Sunday, May 22, 2011

Breast cancer prevention

Not only does the Breast Cancer Industry receive 36 times more money from donors than colorectal cancer, but those dollars have little impact on breast cancer prevention.

On page 38 of Charity Intelligence Canada's report Cancer in Canada there is a graph that identifies the Opportunity for Donor Impact of the top cancers in Canada.

Under the prevention column you see there are no dollar signs for Breast Cancer. According to the legend on the graph, this means there is:
"Limited or no opportunity for donor impact".

Page 41 says:
"Breast Cancer in Canada: Donor opportunity for impact – Very Low, due to saturation and past success"

And yet we know there is evidence that points to a possible link between breast cancer and abortion, a link the Breast Cancer Industry refuses to acknowledge.

The report also summarizes some of other cancers and their donor impacts:
"Pancreatic Cancer: Donor opportunity for impact – Very High
Lung Cancer: Donor opportunity for impact – High
Colorectal Cancer: Donor opportunity for impact – High
Non-Hodgkin Lymphoma: Donor opportunity for impact – Moderate to High
Ovarian Cancer: Donor opportunity for impact – Moderate to High"

On page 41 the report summarizes breast cancer funding in this way:
"Breast cancer is the most funded cancer – receiving 28% of all Canadian cancer funding, despite representing fewer than 10% of cancer deaths or PYLL [potential years of life lost]. Breast cancer receives 3 times the average of the other 9 top killers: more than $10,000 per breast cancer death. With 45 charities focused on breast cancer and high support from general cancer charities – and the resulting high survival rates – breast cancer has a low funding need relative to other cancers."
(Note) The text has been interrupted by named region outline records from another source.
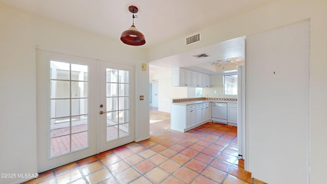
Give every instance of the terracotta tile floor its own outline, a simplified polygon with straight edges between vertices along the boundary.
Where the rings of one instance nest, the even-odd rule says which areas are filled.
[[[238,159],[236,127],[208,123],[171,130],[169,113],[151,108],[151,138],[40,174],[25,183],[264,183]]]

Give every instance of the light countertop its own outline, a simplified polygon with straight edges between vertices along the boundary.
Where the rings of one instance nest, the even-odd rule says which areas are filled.
[[[193,100],[185,102],[174,102],[172,104],[179,105],[194,105],[199,103],[205,103],[205,102],[222,102],[222,103],[237,103],[237,101],[224,101],[224,100]]]

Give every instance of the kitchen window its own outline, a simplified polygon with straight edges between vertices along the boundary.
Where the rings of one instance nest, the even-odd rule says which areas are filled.
[[[224,76],[224,95],[237,95],[237,74]]]

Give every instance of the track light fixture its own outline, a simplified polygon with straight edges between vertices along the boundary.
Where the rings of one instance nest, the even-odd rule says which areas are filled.
[[[233,63],[236,67],[238,66],[237,63],[236,62],[236,60],[235,58],[227,58],[226,62]]]
[[[213,62],[211,63],[211,65],[214,66],[214,65],[217,65],[218,66],[221,66],[222,67],[222,69],[224,70],[225,69],[225,66],[224,65],[224,64],[220,62],[220,61],[219,60],[217,60],[217,61],[213,61]]]

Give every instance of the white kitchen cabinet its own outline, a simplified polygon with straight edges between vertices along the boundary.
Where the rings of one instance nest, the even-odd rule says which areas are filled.
[[[227,122],[230,125],[237,125],[237,103],[227,103]]]
[[[202,74],[202,87],[210,87],[211,84],[211,79],[210,79],[210,75],[207,74]]]
[[[203,106],[202,104],[198,104],[196,105],[195,110],[195,121],[193,125],[200,124],[202,122],[202,109]]]
[[[173,86],[192,86],[192,73],[184,68],[178,67],[172,70],[172,85]]]
[[[205,87],[210,87],[211,86],[211,76],[209,75],[205,75]]]
[[[201,87],[201,86],[200,86],[200,84],[202,84],[202,76],[201,78],[200,77],[200,73],[199,73],[198,72],[192,71],[192,87]],[[201,82],[199,81],[200,79],[201,79]]]
[[[210,87],[211,76],[184,68],[172,69],[173,86]]]
[[[193,126],[195,122],[195,106],[188,105],[186,110],[186,127]]]
[[[209,122],[209,106],[208,102],[188,105],[172,103],[170,128],[185,132]]]
[[[202,122],[208,122],[211,120],[211,110],[210,110],[209,102],[204,103],[202,107]]]

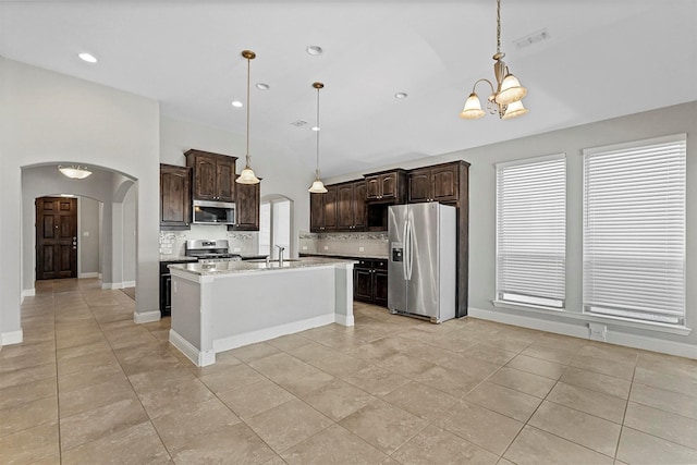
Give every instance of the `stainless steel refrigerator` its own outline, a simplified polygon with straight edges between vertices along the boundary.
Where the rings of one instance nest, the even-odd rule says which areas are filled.
[[[455,207],[438,203],[391,206],[388,308],[440,323],[455,317]]]

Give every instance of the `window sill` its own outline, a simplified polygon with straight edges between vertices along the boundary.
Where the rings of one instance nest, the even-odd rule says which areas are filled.
[[[692,333],[692,328],[685,326],[664,325],[659,322],[637,321],[629,318],[588,315],[583,313],[568,311],[563,308],[541,307],[535,305],[513,304],[504,301],[491,301],[494,307],[505,308],[509,310],[523,310],[538,315],[553,315],[563,318],[572,318],[582,321],[592,321],[601,323],[612,323],[619,327],[637,328],[648,331],[667,332],[670,334],[688,335]]]

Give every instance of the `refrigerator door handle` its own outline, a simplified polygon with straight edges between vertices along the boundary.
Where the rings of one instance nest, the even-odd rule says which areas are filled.
[[[409,260],[409,249],[408,249],[408,231],[409,231],[409,220],[404,221],[404,227],[402,231],[402,237],[404,238],[404,257],[402,257],[402,272],[404,273],[404,279],[408,280],[409,276],[407,272],[408,260]]]
[[[414,215],[409,210],[409,231],[408,231],[408,247],[409,247],[409,280],[412,280],[412,271],[414,269],[414,242],[416,237],[414,236]]]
If breast cancer "has a low funding need relative to other cancers", why do we see that little pink ribbon on so many consumer products?

So, let's go out on a limb here.
Let's assume just for one tiny moment (work with me on this), that yes, there just might actually be an increase in the incidence of breast cancer for women who have had one or more previous abortions.
If we then started telling women about this evidence, letting them decide for themselves if it had merit, I wonder what might happen?

Maybe some women might opt out of choosing to have an abortion. Maybe some women might choose to keep their baby. Maybe some women would choose to put their baby up for adoption instead.

I wonder how much breast cancer prevention we might see then?